Lebih jauh, kondisi tersebut menciptakan risiko pengendalian pada tahap pertanggungjawaban. Tanpa jangkar APBD, pelaporan pertanggungjawaban (SPJ) Dana BOS di tingkat pelaksana hanya bertumpu pada kelengkapan administrasi internal dan juknis sektoral, tanpa uji kewajaran berbasis pagu dan target anggaran daerah. Dalam perspektif audit, situasi ini dikenal sebagai kelemahan Sistem Pengendalian Intern (SPI)—istilah yang juga digunakan BPK dalam laporan tersebut.
BPK sendiri menegaskan bahwa pemeriksaan keuangan tidak dirancang untuk menemukan seluruh pelanggaran hukum, melainkan untuk menilai kewajaran penyajian laporan keuangan. Oleh karena itu, masuknya temuan Dana BOS Rp133 miliar dalam LHP menunjukkan bahwa persoalan ini dinilai material dan berdampak signifikan terhadap kualitas laporan keuangan Pemkot Depok. Dengan kata lain, ini bukan temuan sepele yang bisa diselesaikan dengan klarifikasi singkat.
Dari sisi tata kelola, tanggung jawab atas tidak dianggarkannya dana tersebut tidak berada pada sekolah penerima. Sekolah swasta hanya menerima dan menggunakan dana sesuai ketentuan pusat. Kewenangan dan tanggung jawab pencatatan APBD berada pada pemerintah daerah, khususnya Tim Anggaran Pemerintah Daerah (TAPD), Sekretaris Daerah selaku koordinator pengelolaan keuangan daerah, serta kepala daerah sebagai penanggung jawab APBD.
Momentum politik saat temuan ini mengemuka menambah sensitivitas persoalan. Fakta bahwa temuan BPK tersebut muncul bertepatan dengan masa kampanye Pilkada menegaskan pentingnya transparansi anggaran sebagai isu publik, bukan sekadar laporan teknis antar-lembaga. Pendidikan adalah sektor strategis, dan setiap rupiah dana pendidikan harus dapat ditelusuri secara terbuka.
Media Nasional Obor Keadilan memandang temuan ini sebagai alarm tata kelola, bukan vonis pidana. Namun alarm yang diabaikan berpotensi berubah menjadi krisis hukum.

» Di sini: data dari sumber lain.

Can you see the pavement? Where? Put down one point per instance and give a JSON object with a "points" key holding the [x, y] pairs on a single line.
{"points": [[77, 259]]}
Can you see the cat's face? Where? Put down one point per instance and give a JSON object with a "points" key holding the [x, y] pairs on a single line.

Karena itu, klarifikasi terbuka dari pemerintah daerah menjadi kebutuhan mendesak agar publik memperoleh penjelasan yang utuh dan dapat diuji.
Sebagai tindak lanjut, Ketua Umum Ikatan Pers Anti Rasuah (IPAR), Obor Panjaitan, menyatakan bahwa berdasarkan temuan resmi BPK dan hasil observasi-investigasi yang telah dilakukan, kasus Dana BOS Rp133 miliar yang tidak dianggarkan dalam APBD Kota Depok Tahun 2023 akan dipersiapkan untuk dilaporkan ke Kejaksaan Agung Republik Indonesia, guna memastikan adanya penilaian hukum yang independen, objektif, dan berkeadilan atas pengelolaan uang negara tersebut.